The Reality of “Dr. Cutts”
It’s significant that that story appeared in Edmund Quincy’s biography of his father not in Mayor Quincy’s own words but in those of the author (shown here), remembering what he’d heard from his father decades before.
As I
The first figure was James Anderson of Londonderry, New Hampshire, admitted to the same inaugural class at the academy alongside six-year-old Josiah even though he was twenty-nine. As beginning students, they may indeed have been seated together, as Edmund Quincy described.

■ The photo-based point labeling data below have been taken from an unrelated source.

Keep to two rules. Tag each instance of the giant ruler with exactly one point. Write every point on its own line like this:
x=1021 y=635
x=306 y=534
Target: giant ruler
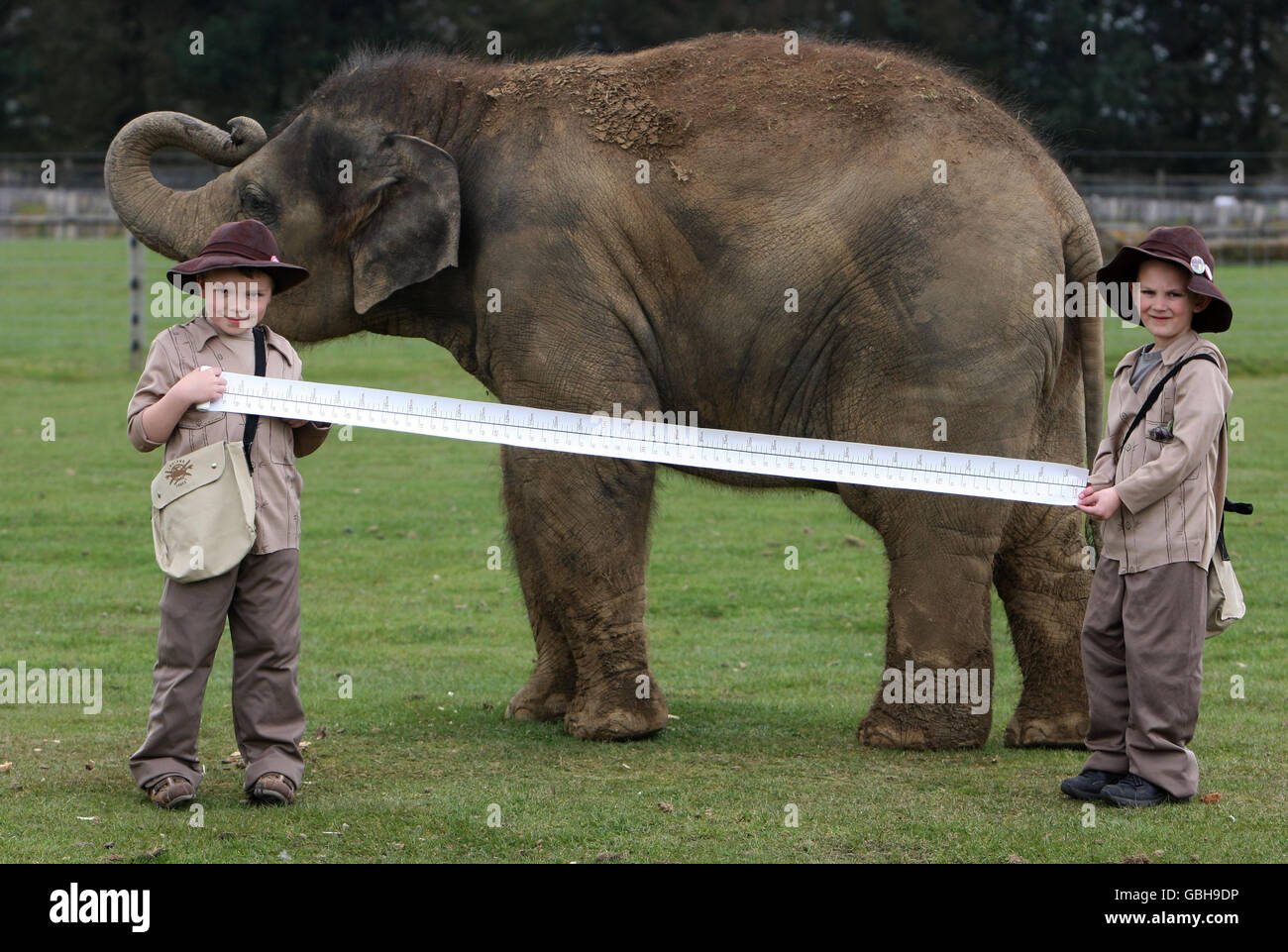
x=794 y=458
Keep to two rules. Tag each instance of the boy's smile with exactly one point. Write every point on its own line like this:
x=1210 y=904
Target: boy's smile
x=1167 y=305
x=236 y=298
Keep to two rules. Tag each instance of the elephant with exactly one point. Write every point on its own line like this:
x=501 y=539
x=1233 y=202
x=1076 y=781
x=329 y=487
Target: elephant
x=627 y=228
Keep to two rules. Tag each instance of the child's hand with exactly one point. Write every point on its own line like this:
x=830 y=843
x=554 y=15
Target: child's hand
x=201 y=385
x=1099 y=504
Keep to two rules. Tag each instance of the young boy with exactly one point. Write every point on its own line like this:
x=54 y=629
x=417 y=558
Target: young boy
x=261 y=595
x=1160 y=504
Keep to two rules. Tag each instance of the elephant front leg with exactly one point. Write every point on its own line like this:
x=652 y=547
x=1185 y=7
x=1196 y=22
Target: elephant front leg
x=936 y=686
x=580 y=530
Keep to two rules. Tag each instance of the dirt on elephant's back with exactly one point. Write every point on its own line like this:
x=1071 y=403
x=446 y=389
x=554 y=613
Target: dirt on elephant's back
x=655 y=101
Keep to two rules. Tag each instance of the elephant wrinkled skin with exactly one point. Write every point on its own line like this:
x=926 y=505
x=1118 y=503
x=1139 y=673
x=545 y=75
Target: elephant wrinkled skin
x=767 y=171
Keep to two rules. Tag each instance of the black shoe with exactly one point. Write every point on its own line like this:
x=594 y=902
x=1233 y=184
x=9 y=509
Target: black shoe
x=1090 y=784
x=1136 y=792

Next were a pair of young brothers named Cutts, who joined the school in 1782. Josiah Quincy and Richard Cutts (1771–1845) went on to be Harvard classmates who both represented Massachusetts in the U.S. Congress in the first decades of the nineteenth century, albeit in different parties. Edmund Quincy remembered that surname.
Finally there was John Brown Cutting, whose last name was easily confused with “Cutts” and equally appropriate for a surgeon. He entered the Phillips Academy in 1781, when Josiah Quincy was nine. According to academy records, Cutting was then 23 years old. (According to the age reported when he died, Cutting was a little older, born about 1755.)
John Brown Cutting came to the school from the Continental Army medical department. But he wasn’t a surgeon or surgeon’s mate; rather, starting in 1775 he served as an assistant apothecary. In this period, apothecaries were routinely addressed as “Doctor,” and Cutting definitely used that title.
Other details of John Brown Cutting’s life also connect with what Edmund Quincy described about “Dr. Cutts.” He did spend many years after the Revolutionary War in Europe. In 1806 he did marry a gentlewoman in Virginia: Sally (Carter) Carter (1767–1814), widow of George Carter.
Later Cutting worked for the U.S. government and started spelling his middle name with a terminal E. He died in Alexandria in 1831. Laudatory obituaries appeared in national newspapers and in the Boston Palladium, which likely prompted Josiah Quincy to tell his son stories of his old schoolmate.
Mayor Quincy probably remembered John Brown Cutting vividly not just because he was an unusual older student at Andover but because the man was a world-class networker, schmoozer, and unabashed gossip. Cutting served John Adams as a fill-in secretary in 1787. He aided American sailors as a self-appointed diplomat. He corresponded with both John and Abigail Adams, Washington, Jefferson, Hamilton, Madison, Knox, Jackson, Pickering, and more. Gouverneur Morris once described him entering the room with “a World of News.”
I plan to explore stories from the life of John Brown(e) Cutting. For now, though, I simply wish to establish that Edmund Quincy’s tale of a “Dr. Cutts” turns out to have some basis in reality, but not exactly as printed.